2-Expression générale de la rotation

    La propriété essentielle d'une rotation est de conserver la distance par changement de repère. Si u est le vecteur reliant les points A et B, la distance de A à B est la racine du produit scalaire usuel de u :
d² = tu.u

    Mais un produit scalaire s'écrit plus généralement,

tu.M.v

Dans le cas où M est I, on retrouve le produit scalaire usuel.

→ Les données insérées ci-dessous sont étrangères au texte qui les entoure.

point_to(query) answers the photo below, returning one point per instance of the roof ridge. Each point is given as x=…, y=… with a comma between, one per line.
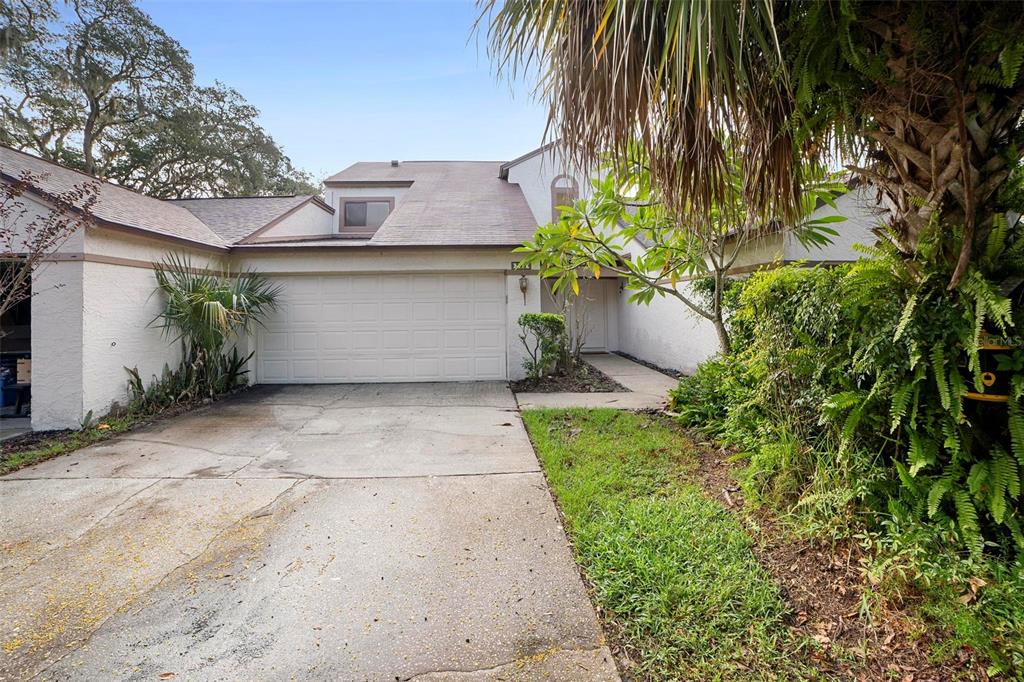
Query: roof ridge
x=94, y=178
x=203, y=199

    Un changement de repère s'écrit

u' = P.u
P est une matrice carrée de déterminant non nul.

    Combinons tout cela. La propriété d'invariance s'écrit alors,

d² = tu.M.u = tu'.M.u'

En exprimant u' en fonction de u on obtient,

d² = tu.tP.M.P.u

Cela doit être vrai quelque soit u, donc,

M = tP.M.P

Ceci est l'expression générale qui remplace

L.I.tL = tL.I.L = I
 

    La seconde condition, det P = 1, est implicite. Une propriété du déterminant est l'associativité,

det (A.B) = det A * det B
de plus,
det(tP) = det P

on en déduit facilement des relations précédentes que

(det P)² = 1

    Cette relation est encore plus générale. Elle comporte les rotations, mais aussi les symétries (point, droite, plan, ...). On se restreint à l'ensemble des matrices de déterminant positif qui regroupe toutes les rotations.

    Dans le cadre de la relativité, M est la matrice h. Il est alors facile de constater que g vérifie la condition sur les rotations

h = g.h.g

    Ici, il n'a été tenu compte que de deux dimensions. En réalité, il y en a quatre. La matrice h s'écrit alors

    |1  0  0  0|
h = |0  1  0  0|
    |0  0  1  0|
    |0  0  0 -1|
et gère à la fois les rotations de l'espace qui nous sont familières, et les rotations relativistes. À noter qu'il existe une autre convention où les signes sont inversés. Mais cela ne change rien au principe.